Annie Ernaux “Memoria di ragazza” recensione di Salvina Pizzuoli

Non è facile raccontarsi, soprattutto a cinquant’anni di distanza.

Chi eravamo e chi siamo sono la stessa persona?

L’autrice sa spiegare questo “doppio”, così difficile da definire e delimitare, in modo chiaro, incredibilmente semplice, capace di tramutare le immagini e le sensazioni in parole:

“Quella ragazza là, capace di manifestarsi a cinquant’anni di distanza e di provocare un tracollo interiore, è dunque ancora nascosta dentro di me, da qualche parte, irriducibile.
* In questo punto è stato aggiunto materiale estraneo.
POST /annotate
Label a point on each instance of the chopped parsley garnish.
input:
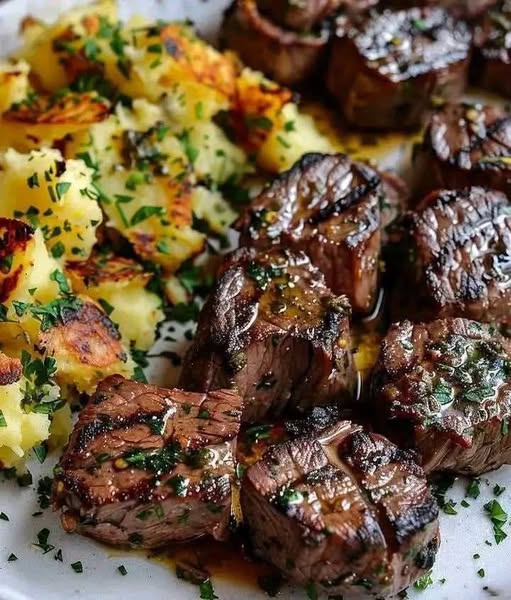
(145, 212)
(449, 509)
(498, 489)
(42, 541)
(77, 566)
(498, 517)
(58, 250)
(423, 582)
(473, 489)
(179, 485)
(33, 181)
(41, 452)
(61, 188)
(206, 591)
(61, 280)
(157, 461)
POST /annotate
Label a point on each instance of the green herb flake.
(145, 212)
(498, 489)
(423, 582)
(498, 517)
(58, 250)
(473, 490)
(41, 452)
(449, 509)
(206, 591)
(33, 181)
(61, 188)
(61, 280)
(77, 566)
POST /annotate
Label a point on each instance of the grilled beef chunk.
(345, 510)
(464, 144)
(454, 257)
(146, 466)
(444, 388)
(385, 68)
(275, 332)
(394, 201)
(492, 57)
(289, 57)
(328, 207)
(300, 16)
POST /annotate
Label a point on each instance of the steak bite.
(146, 466)
(272, 330)
(444, 389)
(385, 68)
(455, 254)
(464, 144)
(345, 510)
(289, 57)
(329, 207)
(300, 16)
(492, 56)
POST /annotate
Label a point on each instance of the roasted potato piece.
(14, 85)
(20, 429)
(43, 189)
(86, 346)
(265, 122)
(42, 120)
(119, 285)
(27, 275)
(43, 52)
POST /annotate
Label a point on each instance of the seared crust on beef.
(444, 389)
(288, 57)
(454, 257)
(344, 509)
(146, 466)
(300, 16)
(464, 144)
(272, 330)
(329, 207)
(385, 68)
(492, 55)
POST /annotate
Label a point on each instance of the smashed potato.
(14, 83)
(42, 120)
(56, 195)
(86, 346)
(20, 429)
(119, 285)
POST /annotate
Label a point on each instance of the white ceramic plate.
(35, 575)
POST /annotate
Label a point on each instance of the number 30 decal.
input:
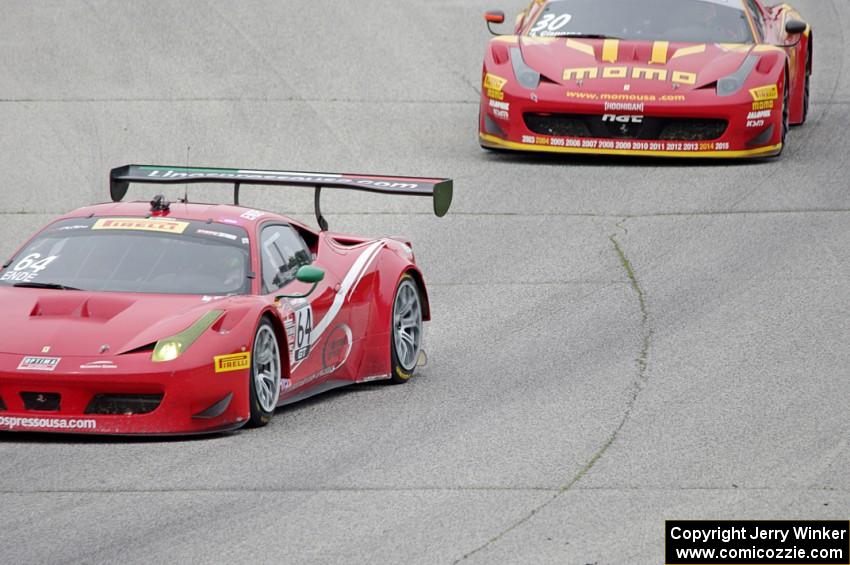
(551, 23)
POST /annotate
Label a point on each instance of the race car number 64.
(31, 263)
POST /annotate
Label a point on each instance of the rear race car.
(677, 78)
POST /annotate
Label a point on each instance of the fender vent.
(124, 404)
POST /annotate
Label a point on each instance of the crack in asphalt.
(420, 489)
(641, 378)
(599, 215)
(371, 101)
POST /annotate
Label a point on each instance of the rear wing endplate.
(439, 190)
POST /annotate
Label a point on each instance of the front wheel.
(406, 330)
(265, 375)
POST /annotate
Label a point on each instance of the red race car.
(671, 78)
(182, 318)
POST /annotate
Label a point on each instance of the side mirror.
(306, 274)
(793, 27)
(310, 274)
(494, 17)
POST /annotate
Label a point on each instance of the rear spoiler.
(440, 190)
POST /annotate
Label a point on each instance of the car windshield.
(146, 255)
(698, 21)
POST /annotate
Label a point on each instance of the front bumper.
(503, 123)
(189, 400)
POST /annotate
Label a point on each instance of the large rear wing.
(439, 190)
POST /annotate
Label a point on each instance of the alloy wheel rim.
(407, 325)
(266, 368)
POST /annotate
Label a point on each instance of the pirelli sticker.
(493, 85)
(764, 93)
(234, 362)
(141, 224)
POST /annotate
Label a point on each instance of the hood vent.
(99, 308)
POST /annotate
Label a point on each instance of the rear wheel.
(786, 113)
(806, 93)
(265, 375)
(406, 330)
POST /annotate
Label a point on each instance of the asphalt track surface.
(615, 342)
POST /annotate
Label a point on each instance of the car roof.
(242, 216)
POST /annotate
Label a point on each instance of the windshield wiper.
(54, 286)
(584, 35)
Se il reale è ciò che agisce, produce degli effetti, secondo la definizione del dizionario, questa ragazza non è me, ma è reale in me. Una sorta di presenza reale”( in corsivo nel testo).
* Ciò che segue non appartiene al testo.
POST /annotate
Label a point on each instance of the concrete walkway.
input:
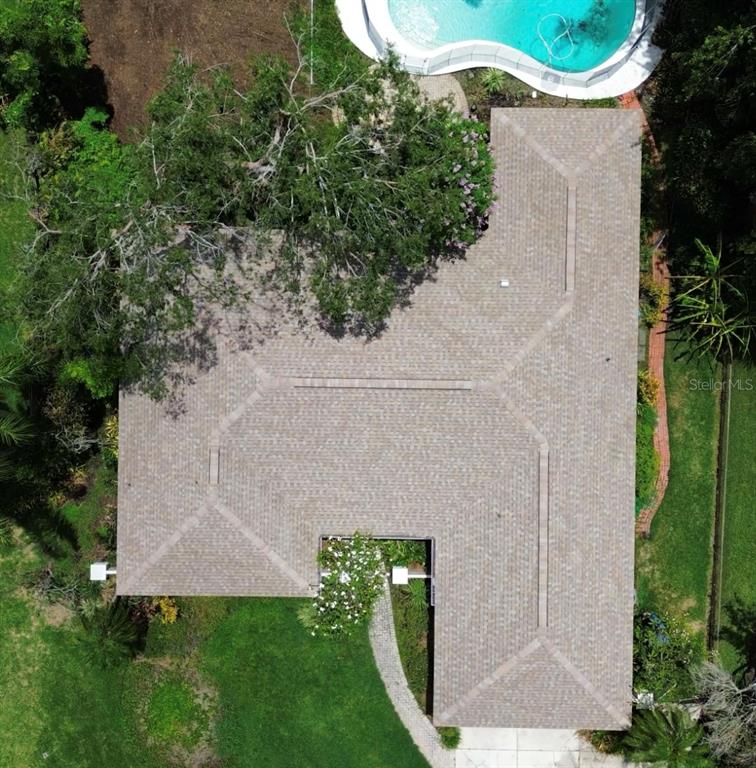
(386, 652)
(480, 747)
(529, 748)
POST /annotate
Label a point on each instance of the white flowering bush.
(352, 580)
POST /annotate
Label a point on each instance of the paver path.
(386, 652)
(441, 87)
(657, 336)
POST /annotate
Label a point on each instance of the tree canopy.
(348, 196)
(42, 54)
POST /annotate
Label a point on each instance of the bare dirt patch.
(133, 42)
(56, 614)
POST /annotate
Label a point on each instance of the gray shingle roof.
(499, 421)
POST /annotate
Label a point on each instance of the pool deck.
(633, 72)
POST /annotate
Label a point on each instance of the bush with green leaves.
(663, 654)
(352, 579)
(403, 552)
(493, 81)
(653, 300)
(450, 735)
(667, 737)
(42, 45)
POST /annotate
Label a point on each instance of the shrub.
(493, 81)
(663, 652)
(6, 532)
(352, 581)
(403, 551)
(653, 300)
(646, 456)
(450, 736)
(648, 388)
(167, 610)
(411, 621)
(109, 439)
(100, 377)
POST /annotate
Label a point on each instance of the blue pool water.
(575, 35)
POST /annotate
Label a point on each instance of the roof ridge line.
(167, 545)
(275, 559)
(609, 138)
(583, 681)
(537, 147)
(495, 676)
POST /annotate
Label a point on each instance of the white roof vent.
(100, 572)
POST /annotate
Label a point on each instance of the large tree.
(42, 58)
(341, 199)
(667, 737)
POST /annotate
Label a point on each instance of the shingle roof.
(499, 421)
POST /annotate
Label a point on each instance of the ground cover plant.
(738, 584)
(646, 456)
(664, 652)
(674, 565)
(412, 620)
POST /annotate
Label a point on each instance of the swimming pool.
(565, 35)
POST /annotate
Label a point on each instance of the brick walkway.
(656, 344)
(386, 652)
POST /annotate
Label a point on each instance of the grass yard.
(237, 682)
(674, 565)
(738, 587)
(55, 702)
(289, 699)
(412, 622)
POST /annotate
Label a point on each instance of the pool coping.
(370, 26)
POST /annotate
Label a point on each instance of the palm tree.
(667, 738)
(15, 427)
(110, 635)
(710, 310)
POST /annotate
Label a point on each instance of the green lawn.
(738, 592)
(289, 699)
(54, 701)
(674, 566)
(237, 679)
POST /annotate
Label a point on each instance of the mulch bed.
(133, 41)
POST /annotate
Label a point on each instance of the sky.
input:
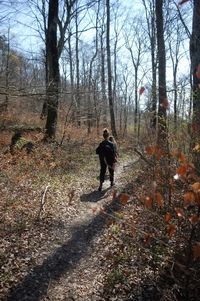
(25, 38)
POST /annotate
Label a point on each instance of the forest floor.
(64, 240)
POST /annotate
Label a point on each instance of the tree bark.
(110, 94)
(195, 67)
(53, 67)
(162, 138)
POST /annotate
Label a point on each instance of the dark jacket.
(106, 152)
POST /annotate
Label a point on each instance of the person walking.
(106, 153)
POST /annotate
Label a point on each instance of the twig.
(143, 157)
(42, 201)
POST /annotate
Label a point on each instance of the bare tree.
(195, 69)
(53, 70)
(110, 94)
(162, 110)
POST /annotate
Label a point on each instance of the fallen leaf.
(196, 250)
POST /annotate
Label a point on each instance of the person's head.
(112, 139)
(105, 133)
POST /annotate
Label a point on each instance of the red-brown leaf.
(159, 199)
(194, 219)
(179, 212)
(171, 229)
(124, 198)
(167, 217)
(196, 250)
(148, 202)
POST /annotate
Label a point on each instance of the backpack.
(106, 151)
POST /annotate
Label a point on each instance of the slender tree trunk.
(78, 110)
(110, 94)
(195, 69)
(53, 67)
(103, 81)
(162, 114)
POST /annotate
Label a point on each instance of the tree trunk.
(162, 139)
(53, 67)
(110, 95)
(195, 69)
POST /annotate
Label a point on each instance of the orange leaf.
(159, 199)
(196, 250)
(148, 202)
(94, 209)
(174, 153)
(182, 2)
(167, 217)
(189, 197)
(181, 157)
(194, 219)
(124, 198)
(151, 150)
(198, 71)
(196, 187)
(141, 90)
(179, 212)
(147, 238)
(171, 230)
(102, 210)
(165, 104)
(114, 194)
(182, 169)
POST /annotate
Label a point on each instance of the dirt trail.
(72, 270)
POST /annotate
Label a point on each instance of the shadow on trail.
(35, 285)
(93, 196)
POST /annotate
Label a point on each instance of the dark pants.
(103, 172)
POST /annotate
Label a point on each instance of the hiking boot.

Un romanzo tentato più volte e realizzato solo molto dopo perché è difficile ripercorrere i fatti che caratterizzano momenti di crescita, di passaggio, animati dall’ansia giovanile che nel frastuono e nell’euforia del vivere frastornano al punto di vivere senza averne la completa consapevolezza, ma ne segnano profondamente il percorso. In questo ritorno all’altra lei, in quel lontano ‘58, c’è la forza e il coraggio di guardare senza filtri, per accettare o meglio fare pace con se stessi, per liberarsi di un fardello riposto nella memoria, ma che c’è e probabilmente fa male, e non solo: “Mi domando cosa possa significare che una donna si metta a ripercorrere scene risalenti a più di cinquant’anni prima alle quali la sua memoria non può aggiungere niente di nuovo. Quale convinzione la sostiene, se non quella che la memoria sia una forma di conoscenza?”

E in un passo precedente:

“Ho voluto dimenticarla anch’io, quella ragazza. Dimenticarla davvero, ossia non avere più voglia di scrivere di lei. Non pensare di scrivere di lei, del suo desiderio, della sua follia, della sua idiozia e del suo orgoglio, della sua fame e del suo sangue prosciugato”.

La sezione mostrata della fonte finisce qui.